A questo punto interessante sarebbe una sorta di comparazione con un altro grande autore che sull’argomento ha scritto in Il piacere del testo. Ci si riferisce chiaramente a Roland Barthes. Infatti, se da un lato Foucault si occupa della sessualità per fare emergere un particolare sistema di interdetto, dall’altro Barthes utilizza la sessualità come metafora per spiegare il flusso di seduzione che intercorre fra testo e lettore. Nelle prime pagine Barthes sostiene che la scrittura deve dare la prova al lettore di desiderarlo. Questo piacere che può dare la lettura deriva da una ridistribuzione della lingua; ciò significa che «né la cultura né la sua distruzione sono erotiche; è la crepa fra l’una e l’altra che lo diventa»[2]. Questo momento di frattura, di deflagrazione coglie il soggetto nel pieno godimento, come succede a un libertino che gusta l’attimo dopo un’ardita macchinazione.
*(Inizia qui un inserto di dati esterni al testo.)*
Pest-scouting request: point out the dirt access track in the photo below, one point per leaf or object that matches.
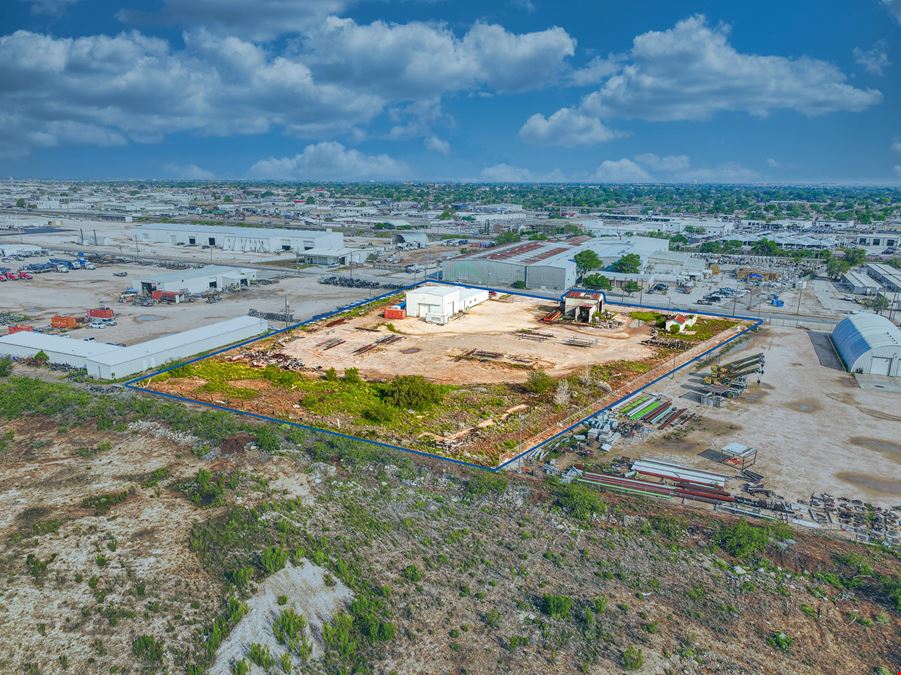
(445, 354)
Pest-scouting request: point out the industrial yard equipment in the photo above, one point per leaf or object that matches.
(737, 364)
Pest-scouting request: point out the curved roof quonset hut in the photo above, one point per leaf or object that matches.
(868, 343)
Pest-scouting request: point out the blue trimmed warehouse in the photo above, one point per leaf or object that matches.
(868, 343)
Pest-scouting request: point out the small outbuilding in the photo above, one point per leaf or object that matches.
(581, 306)
(679, 322)
(868, 343)
(438, 304)
(411, 239)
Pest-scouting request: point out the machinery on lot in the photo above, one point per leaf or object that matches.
(726, 374)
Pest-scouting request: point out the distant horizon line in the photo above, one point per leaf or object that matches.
(336, 181)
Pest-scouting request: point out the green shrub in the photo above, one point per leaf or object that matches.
(412, 392)
(147, 649)
(338, 636)
(580, 502)
(743, 540)
(242, 576)
(380, 413)
(556, 606)
(103, 503)
(288, 628)
(486, 483)
(517, 641)
(206, 489)
(539, 382)
(413, 573)
(780, 641)
(273, 558)
(37, 568)
(633, 658)
(267, 439)
(259, 656)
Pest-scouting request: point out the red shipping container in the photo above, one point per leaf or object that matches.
(64, 322)
(19, 329)
(100, 313)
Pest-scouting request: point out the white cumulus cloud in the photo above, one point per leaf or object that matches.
(130, 87)
(416, 60)
(894, 8)
(505, 173)
(329, 160)
(188, 171)
(692, 72)
(873, 60)
(668, 164)
(620, 171)
(438, 145)
(254, 19)
(567, 128)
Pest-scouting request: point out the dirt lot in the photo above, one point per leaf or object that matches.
(482, 408)
(74, 293)
(816, 430)
(436, 351)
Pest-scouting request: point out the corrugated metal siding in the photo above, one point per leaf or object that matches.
(858, 335)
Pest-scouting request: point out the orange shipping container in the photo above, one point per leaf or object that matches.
(19, 329)
(101, 313)
(64, 322)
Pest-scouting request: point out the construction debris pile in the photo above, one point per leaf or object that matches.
(865, 522)
(730, 380)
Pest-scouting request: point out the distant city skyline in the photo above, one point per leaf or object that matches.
(505, 91)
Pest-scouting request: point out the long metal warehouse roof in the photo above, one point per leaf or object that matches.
(860, 333)
(236, 231)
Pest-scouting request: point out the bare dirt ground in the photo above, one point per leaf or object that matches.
(74, 293)
(816, 429)
(436, 351)
(306, 592)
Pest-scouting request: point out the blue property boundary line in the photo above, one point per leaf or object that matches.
(133, 383)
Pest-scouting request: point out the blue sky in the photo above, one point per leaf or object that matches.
(528, 90)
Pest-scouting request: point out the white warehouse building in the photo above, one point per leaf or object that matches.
(111, 362)
(240, 239)
(196, 280)
(437, 304)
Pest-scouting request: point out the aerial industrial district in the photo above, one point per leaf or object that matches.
(711, 369)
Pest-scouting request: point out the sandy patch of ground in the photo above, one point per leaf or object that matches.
(308, 594)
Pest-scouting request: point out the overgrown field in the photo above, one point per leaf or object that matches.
(137, 534)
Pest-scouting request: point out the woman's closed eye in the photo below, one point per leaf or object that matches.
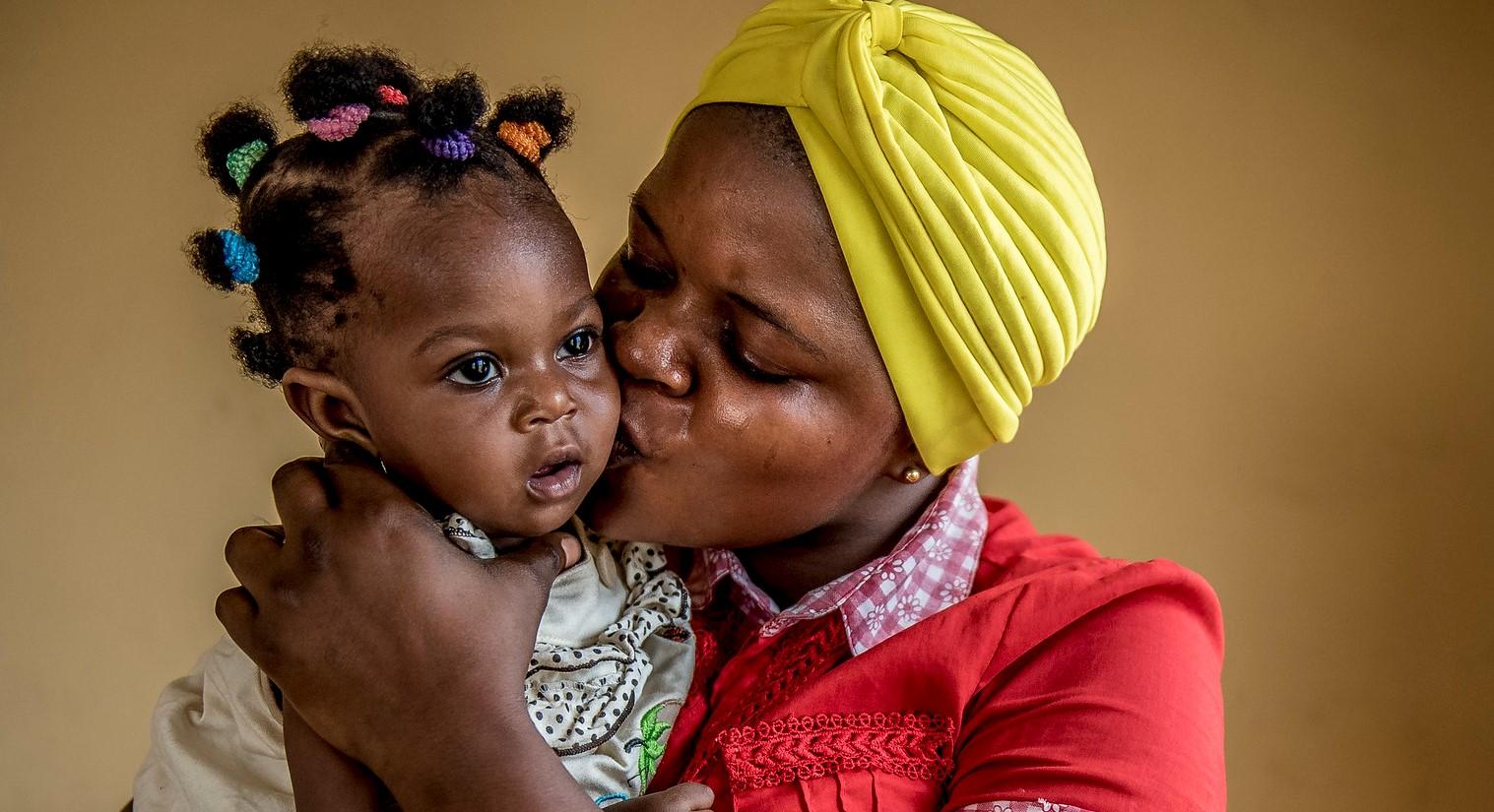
(751, 367)
(643, 274)
(476, 370)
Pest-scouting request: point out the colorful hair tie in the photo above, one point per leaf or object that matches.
(340, 121)
(239, 257)
(528, 139)
(242, 158)
(390, 94)
(453, 147)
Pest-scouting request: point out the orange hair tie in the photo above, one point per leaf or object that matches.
(526, 139)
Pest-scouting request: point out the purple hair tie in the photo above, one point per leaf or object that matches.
(340, 121)
(451, 147)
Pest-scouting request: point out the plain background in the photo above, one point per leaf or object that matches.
(1288, 389)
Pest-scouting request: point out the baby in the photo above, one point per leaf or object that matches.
(421, 293)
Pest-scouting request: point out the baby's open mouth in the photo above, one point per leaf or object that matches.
(556, 479)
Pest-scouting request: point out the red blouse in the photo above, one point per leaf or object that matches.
(1063, 681)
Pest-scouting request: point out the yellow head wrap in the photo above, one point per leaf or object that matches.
(959, 194)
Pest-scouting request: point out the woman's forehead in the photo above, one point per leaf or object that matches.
(723, 205)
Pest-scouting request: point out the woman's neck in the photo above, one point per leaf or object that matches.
(864, 531)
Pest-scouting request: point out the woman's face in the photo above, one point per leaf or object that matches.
(754, 404)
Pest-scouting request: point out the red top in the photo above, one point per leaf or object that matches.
(1063, 678)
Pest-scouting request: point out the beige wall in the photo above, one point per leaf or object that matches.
(1288, 390)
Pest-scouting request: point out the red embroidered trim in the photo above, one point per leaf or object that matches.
(800, 748)
(801, 655)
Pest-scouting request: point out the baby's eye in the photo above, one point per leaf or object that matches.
(474, 372)
(578, 344)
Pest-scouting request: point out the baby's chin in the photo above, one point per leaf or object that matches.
(510, 529)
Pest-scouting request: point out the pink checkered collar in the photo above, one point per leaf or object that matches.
(928, 571)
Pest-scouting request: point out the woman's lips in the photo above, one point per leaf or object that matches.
(556, 479)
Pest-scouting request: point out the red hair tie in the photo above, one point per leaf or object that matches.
(390, 94)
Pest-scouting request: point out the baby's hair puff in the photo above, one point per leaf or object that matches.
(370, 123)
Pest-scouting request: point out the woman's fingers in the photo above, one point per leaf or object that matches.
(236, 609)
(300, 490)
(251, 554)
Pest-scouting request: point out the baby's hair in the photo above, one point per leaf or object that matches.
(370, 123)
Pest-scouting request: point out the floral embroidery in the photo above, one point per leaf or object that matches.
(650, 742)
(933, 565)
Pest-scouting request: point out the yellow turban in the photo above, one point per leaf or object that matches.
(959, 194)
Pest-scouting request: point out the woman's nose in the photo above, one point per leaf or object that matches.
(652, 349)
(546, 399)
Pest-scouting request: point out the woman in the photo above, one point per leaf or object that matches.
(870, 236)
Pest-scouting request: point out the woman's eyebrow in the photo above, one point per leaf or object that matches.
(640, 210)
(774, 320)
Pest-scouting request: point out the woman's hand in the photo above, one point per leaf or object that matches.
(398, 648)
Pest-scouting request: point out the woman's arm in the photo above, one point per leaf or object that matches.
(1121, 710)
(398, 648)
(323, 778)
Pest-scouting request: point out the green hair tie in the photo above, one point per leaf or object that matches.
(242, 160)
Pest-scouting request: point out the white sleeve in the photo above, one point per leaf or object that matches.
(217, 742)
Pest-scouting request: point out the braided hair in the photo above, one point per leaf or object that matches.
(370, 123)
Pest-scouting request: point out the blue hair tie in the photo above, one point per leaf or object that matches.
(239, 257)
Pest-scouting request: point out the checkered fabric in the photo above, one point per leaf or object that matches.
(930, 569)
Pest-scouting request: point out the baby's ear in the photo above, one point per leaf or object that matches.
(324, 404)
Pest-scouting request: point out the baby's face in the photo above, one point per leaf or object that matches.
(476, 354)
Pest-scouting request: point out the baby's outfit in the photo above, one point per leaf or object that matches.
(613, 661)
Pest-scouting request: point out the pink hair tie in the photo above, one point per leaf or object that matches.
(340, 121)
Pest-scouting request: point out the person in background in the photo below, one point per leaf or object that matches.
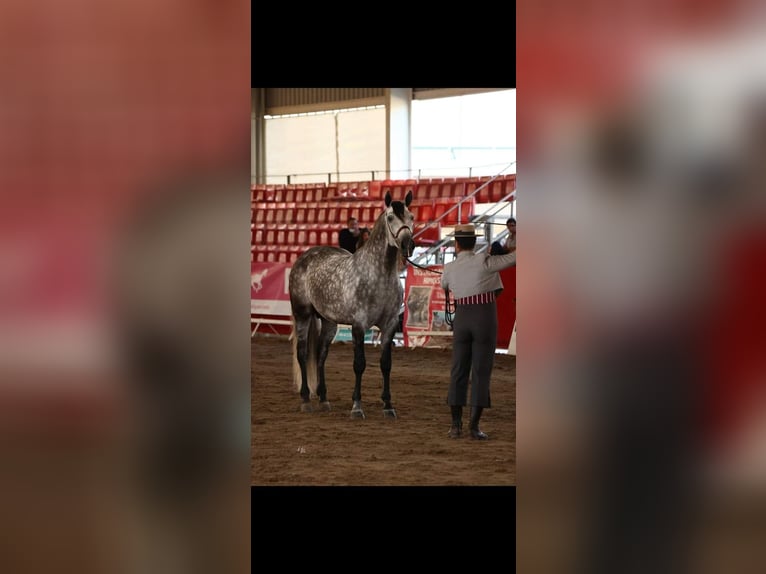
(348, 237)
(475, 282)
(509, 245)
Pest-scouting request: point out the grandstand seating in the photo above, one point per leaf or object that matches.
(287, 219)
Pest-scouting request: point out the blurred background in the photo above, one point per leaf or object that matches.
(641, 403)
(124, 395)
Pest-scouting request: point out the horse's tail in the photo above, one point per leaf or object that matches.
(311, 358)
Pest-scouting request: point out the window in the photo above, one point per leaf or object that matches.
(464, 135)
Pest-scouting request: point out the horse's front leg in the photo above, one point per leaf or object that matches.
(385, 368)
(360, 363)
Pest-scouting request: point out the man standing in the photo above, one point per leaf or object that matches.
(348, 237)
(475, 282)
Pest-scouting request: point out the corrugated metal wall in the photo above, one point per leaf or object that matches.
(294, 100)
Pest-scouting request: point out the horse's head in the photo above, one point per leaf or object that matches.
(399, 222)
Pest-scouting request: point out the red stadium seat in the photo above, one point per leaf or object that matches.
(374, 188)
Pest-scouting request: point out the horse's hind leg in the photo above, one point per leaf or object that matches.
(326, 335)
(301, 334)
(360, 363)
(385, 368)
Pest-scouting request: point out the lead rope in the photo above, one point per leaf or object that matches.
(449, 305)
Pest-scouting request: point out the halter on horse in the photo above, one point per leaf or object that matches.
(330, 286)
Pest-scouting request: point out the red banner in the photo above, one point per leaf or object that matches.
(269, 288)
(424, 319)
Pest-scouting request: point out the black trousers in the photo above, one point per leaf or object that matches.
(474, 340)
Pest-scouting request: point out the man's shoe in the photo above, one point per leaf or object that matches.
(455, 431)
(478, 435)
Non è casuale la presenza nel testo del termine ‘attimo’. Questo perché, secondo l’autore, niente ci dice che lo stesso testo ci piacerà una seconda volta, quindi l’“attimo di godimento” ci avvisa che si tratta di un piacere precario. Fin qui però si sono utilizzati ‘godimento’ e ‘piacere’ come fossero sinonimi, in realtà Barthes definisce il piacere (del testo) come quel piacere che soddisfa, appaga, regala euforia, mentre il godimento come puro mancamento che al contrario del piacere non è neppure dicibile. Barthes propone degli accostamenti concreti fra piacere erotico e piacere del testo. Per esempio, in un caso, quest’ultimo somiglia ad uno strip-tease corporeo nel momento di suspance narrativa; in un altro, mette sullo stesso piano la speranza di un collegiale di vedere il sesso con l’attesa di conoscere la fine della storia di un romanzo. Non bisogna comunque cadere nell’errore di pensare che Barthes con queste descrizioni voglia riferirsi solo ai testi pornografici. Di questi libri anzi afferma che più che la scena erotica, sono ‘eccitanti’ la sua attesa, la sua preparazione e crescita. L’autore vuole riferirsi piuttosto a storie raccontate senza malizia, perché è proprio di queste che è più facile produrre un rovesciamento dal quale si sviluppa superbamente il piacere del testo medesimo.

Si può concludere riportando un ultimo accostamento fatto da Barthes tra piacere del testo e sessualità umana:il testo ha una forma umana, è un anagramma del nostro corpo erotico. Ma la sottigliezza del paragone sta nel dire che come il piacere del corpo è irriducibile al bisogno fisiologico, così il piacere del testo è irriducibile al suo funzionamento grammaticale.

Quelli che ho brevemente illustrato sono alcuni degli aspetti che rendono i testi di Foucault e Barthes, presi brevemente in esame, notevoli spunti di riflessione su diverse tematiche valide a tutt’oggi.



[1] M. Foucault (2004), L’ordine del discorso, Einaudi, Torino, p. 4-5.

[2] R. Barthes (1973), Il piacere del testo, Einaudi, Torino, p. 6.